Chronique

Loustalot/Chesnel/Paganotti

Pièces en forme de flocons

Yoann Loustalot (tp, bugle), François Chesnel (p), Antoine Paganotti (dm)

Label / Distribution : Bruit Chic

Les flocons - à l’image des cristaux eux-mêmes - doivent pouvoir prendre de multiples formes. Car l’immédiate beauté des pièces qui figurent sur ce disque peut cacher longtemps l’extrême diversité des climats qu’elles incarnent. Et si la phrase initiale de « Chemin céleste », en descente lente et légère, joue à mimer en effet quelque chute de neige, dès « Barrage » on est plongé dans un univers contrasté où les accords du piano renvoient à une ligne mélodique qui pourrait rappeler le meilleur Jacques Thollot, soit une danse un rien obsédante.
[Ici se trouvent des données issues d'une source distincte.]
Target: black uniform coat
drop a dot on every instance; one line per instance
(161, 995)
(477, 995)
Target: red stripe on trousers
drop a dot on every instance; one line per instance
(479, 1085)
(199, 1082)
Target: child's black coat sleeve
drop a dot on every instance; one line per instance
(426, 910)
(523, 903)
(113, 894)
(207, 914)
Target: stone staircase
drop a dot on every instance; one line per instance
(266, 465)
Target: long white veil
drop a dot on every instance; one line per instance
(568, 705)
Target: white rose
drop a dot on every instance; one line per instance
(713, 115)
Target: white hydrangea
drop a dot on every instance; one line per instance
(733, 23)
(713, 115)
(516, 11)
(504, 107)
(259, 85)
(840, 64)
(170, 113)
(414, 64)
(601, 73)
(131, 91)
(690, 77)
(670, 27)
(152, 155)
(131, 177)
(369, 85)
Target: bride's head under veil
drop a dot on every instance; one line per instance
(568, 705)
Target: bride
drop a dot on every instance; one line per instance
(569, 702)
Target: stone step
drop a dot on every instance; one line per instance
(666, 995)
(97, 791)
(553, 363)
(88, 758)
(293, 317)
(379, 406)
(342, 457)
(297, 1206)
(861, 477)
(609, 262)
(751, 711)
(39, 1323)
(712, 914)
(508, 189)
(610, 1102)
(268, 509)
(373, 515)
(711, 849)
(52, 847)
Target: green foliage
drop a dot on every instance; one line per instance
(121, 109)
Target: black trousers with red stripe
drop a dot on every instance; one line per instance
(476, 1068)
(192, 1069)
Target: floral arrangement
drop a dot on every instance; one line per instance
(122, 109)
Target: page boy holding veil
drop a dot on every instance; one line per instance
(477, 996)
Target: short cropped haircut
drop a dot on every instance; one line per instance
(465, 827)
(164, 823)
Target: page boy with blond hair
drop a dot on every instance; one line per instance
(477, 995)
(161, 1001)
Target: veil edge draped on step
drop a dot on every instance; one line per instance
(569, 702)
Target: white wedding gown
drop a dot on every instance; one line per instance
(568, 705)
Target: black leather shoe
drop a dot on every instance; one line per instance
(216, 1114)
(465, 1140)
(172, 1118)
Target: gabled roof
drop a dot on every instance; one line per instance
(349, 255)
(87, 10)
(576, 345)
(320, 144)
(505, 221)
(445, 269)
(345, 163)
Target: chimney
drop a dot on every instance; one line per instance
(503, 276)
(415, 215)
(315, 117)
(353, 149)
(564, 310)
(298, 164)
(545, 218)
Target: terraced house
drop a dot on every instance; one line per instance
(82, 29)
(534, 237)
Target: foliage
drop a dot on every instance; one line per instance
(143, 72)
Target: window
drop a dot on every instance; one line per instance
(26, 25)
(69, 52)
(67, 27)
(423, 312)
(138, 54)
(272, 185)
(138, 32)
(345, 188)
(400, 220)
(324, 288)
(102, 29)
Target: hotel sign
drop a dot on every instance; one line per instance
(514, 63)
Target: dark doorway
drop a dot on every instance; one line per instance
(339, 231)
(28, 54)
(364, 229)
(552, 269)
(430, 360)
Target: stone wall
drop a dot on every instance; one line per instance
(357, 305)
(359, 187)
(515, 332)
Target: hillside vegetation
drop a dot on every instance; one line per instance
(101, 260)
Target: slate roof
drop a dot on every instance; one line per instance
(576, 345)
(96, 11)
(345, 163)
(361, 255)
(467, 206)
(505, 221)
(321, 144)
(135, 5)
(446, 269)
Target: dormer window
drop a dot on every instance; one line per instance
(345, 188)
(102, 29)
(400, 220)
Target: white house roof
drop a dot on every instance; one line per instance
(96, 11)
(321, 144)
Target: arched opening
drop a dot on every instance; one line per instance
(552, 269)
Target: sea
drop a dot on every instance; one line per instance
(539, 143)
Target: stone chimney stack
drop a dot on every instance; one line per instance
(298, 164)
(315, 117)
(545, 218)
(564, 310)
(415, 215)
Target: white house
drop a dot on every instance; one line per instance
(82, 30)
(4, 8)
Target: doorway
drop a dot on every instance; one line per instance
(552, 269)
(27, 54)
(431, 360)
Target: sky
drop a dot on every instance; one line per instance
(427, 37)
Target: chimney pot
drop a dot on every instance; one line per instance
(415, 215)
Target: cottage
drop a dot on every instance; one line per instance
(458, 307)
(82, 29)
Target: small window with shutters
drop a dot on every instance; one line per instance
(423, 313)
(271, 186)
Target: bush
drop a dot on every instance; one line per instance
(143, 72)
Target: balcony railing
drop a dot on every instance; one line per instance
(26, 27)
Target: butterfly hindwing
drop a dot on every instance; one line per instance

Le morceau éponyme (ou presque, il y manque juste la marque du pluriel) revient à un dire lyrique, et c’est ce qui fait l’un des traits de cette session, cette constance dans le chant, un chant qui ne se déploie pas toujours avec éclat, mais reste souvent dans le mi-dire, comme le fait toute vérité.

Brève pause dans le parcours, « Towers » s’achève sur une question qui reste en suspens. « Petite liturgie » commence sur des accords qui pourraient en évoquer une grande avant de s’orienter vers une sorte de valse sérieuse. « Doloroso » revient en fait à la danse, et « Peace, Peace » à une sorte de sérénité qui n’aura été troublée que par instants, tant la musique prend le pas tout au long sur l’affect.

Ces commentaires linéaires maladroits - on est toujours un peu stupide devant la beauté - ne doivent pas cacher l’incontestable réussite, non seulement de cette session, mais de cette formation en triangle dont il faut dire qu’il est équilatéral, c’est-à-dire parfait en son genre de quelque côté qu’on se tourne. Personne ne dépasse. Mais c’est aussi que chacun est à son sommet. Une géométrie poétique de cette dimension ne se trouve pas tous les jours. Et, pour couronner le tout d’un trait, la graphie de la pochette est signée de Vincent Marco. Et elle joue sur l’idée d’un flocon-libellule, tout à fait à propos.